D. Limitation of liability
The district court denied Scurlock limitation, finding that
the evidence established that Scurlock, the vessel owner,
negligently failed to train Gautreaux in the proper operation of
the electric winch and that this failure in part caused Gautreaux's
injuries. Further, the district court indicated that Scurlock was
accountable for the actions of its managing officer and owner,
Archie Scurlock, who failed to properly train Gautreaux.
The liability of the owner of a vessel for any loss or injury
involving the vessel can be limited to the value of the vessel and
its freight, provided the loss occurred without the vessel owner's
"privity or knowledge." 46 U.S.C.App. § 183(a). The vessel owner
seeking limitation bears the burden of proving its lack of privity
or knowledge of the injury-causing conduct or condition. Cupit v.
McClanahan Contractors, Inc., 1 F.3d 346, 348 (5th Cir.1993), cert.

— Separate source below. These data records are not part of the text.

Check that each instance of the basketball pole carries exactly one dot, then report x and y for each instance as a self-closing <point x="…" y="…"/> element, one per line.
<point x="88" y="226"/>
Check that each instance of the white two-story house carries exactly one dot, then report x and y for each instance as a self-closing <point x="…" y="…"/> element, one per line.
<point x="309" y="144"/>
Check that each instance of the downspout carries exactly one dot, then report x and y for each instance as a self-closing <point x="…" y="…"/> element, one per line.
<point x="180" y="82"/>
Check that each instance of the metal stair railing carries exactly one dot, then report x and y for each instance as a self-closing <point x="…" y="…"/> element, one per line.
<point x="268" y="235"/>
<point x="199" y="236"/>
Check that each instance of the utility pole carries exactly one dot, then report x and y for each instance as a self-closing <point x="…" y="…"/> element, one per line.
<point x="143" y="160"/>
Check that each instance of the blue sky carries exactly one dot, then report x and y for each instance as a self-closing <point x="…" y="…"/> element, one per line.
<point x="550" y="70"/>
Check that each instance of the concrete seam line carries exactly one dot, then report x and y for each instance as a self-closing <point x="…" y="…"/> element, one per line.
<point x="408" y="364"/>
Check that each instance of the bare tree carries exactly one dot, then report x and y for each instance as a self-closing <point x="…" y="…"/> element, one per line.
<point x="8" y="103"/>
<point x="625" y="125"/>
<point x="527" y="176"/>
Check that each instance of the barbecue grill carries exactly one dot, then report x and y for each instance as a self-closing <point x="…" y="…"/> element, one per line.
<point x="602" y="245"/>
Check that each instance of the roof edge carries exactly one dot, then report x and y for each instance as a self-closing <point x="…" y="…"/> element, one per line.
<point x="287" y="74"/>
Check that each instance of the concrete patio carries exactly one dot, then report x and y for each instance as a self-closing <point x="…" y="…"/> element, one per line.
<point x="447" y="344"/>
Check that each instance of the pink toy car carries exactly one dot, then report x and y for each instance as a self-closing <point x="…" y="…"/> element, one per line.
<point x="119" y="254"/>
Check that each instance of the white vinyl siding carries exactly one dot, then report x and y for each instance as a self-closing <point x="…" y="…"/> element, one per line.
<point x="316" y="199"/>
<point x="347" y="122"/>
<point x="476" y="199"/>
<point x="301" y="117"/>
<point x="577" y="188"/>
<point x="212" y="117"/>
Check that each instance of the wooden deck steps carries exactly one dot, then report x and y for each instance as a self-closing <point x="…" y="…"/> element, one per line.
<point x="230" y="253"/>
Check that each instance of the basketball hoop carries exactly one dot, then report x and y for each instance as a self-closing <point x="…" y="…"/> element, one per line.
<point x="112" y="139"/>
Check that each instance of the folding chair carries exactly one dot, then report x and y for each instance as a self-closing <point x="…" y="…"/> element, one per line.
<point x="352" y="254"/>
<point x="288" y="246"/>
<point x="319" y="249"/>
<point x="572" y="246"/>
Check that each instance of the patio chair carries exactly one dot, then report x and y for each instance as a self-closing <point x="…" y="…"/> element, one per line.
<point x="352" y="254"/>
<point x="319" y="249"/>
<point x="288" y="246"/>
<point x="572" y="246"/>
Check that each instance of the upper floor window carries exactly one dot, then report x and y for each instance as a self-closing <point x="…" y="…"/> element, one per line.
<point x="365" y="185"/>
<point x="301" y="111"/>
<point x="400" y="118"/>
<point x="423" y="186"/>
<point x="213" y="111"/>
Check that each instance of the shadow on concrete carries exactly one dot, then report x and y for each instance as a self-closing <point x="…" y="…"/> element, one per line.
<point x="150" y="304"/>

denied, --- U.S. ----, 114 S.Ct. 1058, 127 L.Ed.2d 378 (1994);
Verdin v. C & B Boat Co., 860 F.2d 150, 156 (5th Cir.1988). For
the purposes of limitation, a vessel owner's privity may arise if
16
it personally participates in the negligent conduct that produces
the injury, Pennzoil Producing Co. v. Offshore Express, Inc., 943
F.2d 1465, 1473 (5th Cir.1991), and a corporate vessel owner is
charged with the privity or knowledge of its managing officers
whose scope of authority includes supervision of that part of the
business out of which the loss occurred, Brunet v. United Gas
Pipeline Co., 15 F.3d 500, 504 (5th Cir.1994); Cupit, 1 F.3d at
348; Patton-Tully Transp. Co. v. Ratliff (In re Complaint of
Patton-Tully Transp. Co.), 797 F.2d 206, 211 (5th Cir.1986). "In
the limitation of liability context, the district court's findings
about negligence, unseaworthiness, privity, and knowledge are
considered on appeal to be factual findings subject to review under
the clearly erroneous standard." Self v. Great Lakes Dredge & Dock
Co., 832 F.2d 1540, 1557 (11th Cir.1987), cert. denied, 486 U.S.
1033, 108 S.Ct. 2017, 100 L.Ed.2d 604 (1988). See also Farrell
Lines Inc. v. Jones, 530 F.2d 7 (5th Cir.1976). The district court
did not err in finding that Scurlock was not entitled to limit its
liability.
III. CONCLUSION
Based on the foregoing discussion, the district court's
judgment is, in all aspects, AFFIRMED.